Video games in the classroom? Yes, indeed according to Jim Brazell who recently gave the keynote speech at the Florida Education Technology Conference. Video games can be effective learning and teaching tools, not just entertainment.
We all know that mammals learn best through play. Video games have learning embedded in playing. They are very motivating with their interesting graphics, sounds and strategies. They have built in reward systems where players move up a level after achieving certain results.
Students in a new class called "Videogames & Learning," offered at the University of Michigan, are exploring how video games can be used in the classroom and are looking at the connection between video game technology and social science research in education. Traditional educational video games have been used to teach hand-eye coordination and drill skills such as spelling or math. One student, a junior in the class, points out that video games that are typically used solely for entertainment can be used to teach many different skills and concepts from time management to forward thinking and planning.

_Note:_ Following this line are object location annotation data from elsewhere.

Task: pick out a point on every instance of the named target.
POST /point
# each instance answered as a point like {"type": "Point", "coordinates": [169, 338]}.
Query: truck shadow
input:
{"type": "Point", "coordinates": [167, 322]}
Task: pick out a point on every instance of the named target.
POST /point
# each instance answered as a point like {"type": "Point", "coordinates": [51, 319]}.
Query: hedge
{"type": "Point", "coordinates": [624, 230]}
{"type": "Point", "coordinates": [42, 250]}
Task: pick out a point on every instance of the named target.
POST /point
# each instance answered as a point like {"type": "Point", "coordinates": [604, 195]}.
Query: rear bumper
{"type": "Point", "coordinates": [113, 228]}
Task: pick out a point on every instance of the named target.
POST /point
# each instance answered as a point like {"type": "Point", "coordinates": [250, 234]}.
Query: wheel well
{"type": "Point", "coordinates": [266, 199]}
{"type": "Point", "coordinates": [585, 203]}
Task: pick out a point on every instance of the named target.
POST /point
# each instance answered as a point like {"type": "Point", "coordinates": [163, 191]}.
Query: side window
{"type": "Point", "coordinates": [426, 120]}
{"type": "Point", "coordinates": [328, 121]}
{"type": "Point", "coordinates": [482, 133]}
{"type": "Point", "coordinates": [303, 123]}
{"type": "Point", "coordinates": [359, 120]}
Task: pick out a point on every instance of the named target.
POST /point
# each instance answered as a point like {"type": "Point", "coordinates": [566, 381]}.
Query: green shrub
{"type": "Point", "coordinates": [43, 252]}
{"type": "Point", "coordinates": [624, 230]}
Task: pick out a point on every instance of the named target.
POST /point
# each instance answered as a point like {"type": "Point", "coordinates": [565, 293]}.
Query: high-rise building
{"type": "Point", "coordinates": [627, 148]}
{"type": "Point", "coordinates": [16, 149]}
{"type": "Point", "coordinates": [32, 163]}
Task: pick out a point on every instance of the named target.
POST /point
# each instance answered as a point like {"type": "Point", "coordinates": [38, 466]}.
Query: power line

The military is at the forefront of using technology for teaching, using simulators and virtual experiences to present situations that cannot be recreated live. In the classroom, video games can incorporate tremendous amounts of data giving the students an opportunity to make decisions and apply knowledge in very complex environments that integrate virtual, physical and imaginary realities. This level of complexity cannot be achieved with other classroom teaching tools. Brazell has used video games and gaming technology for career simulation with K-12 students.
He has noted a tremendous amount of interest by teachers in using gaming in the classroom. His recommendation? Start by determining what it is you want the students to learn. "Never start with the idea that you're going to use a video game (as a teaching tool). Decide what you want to teach and then find the right application."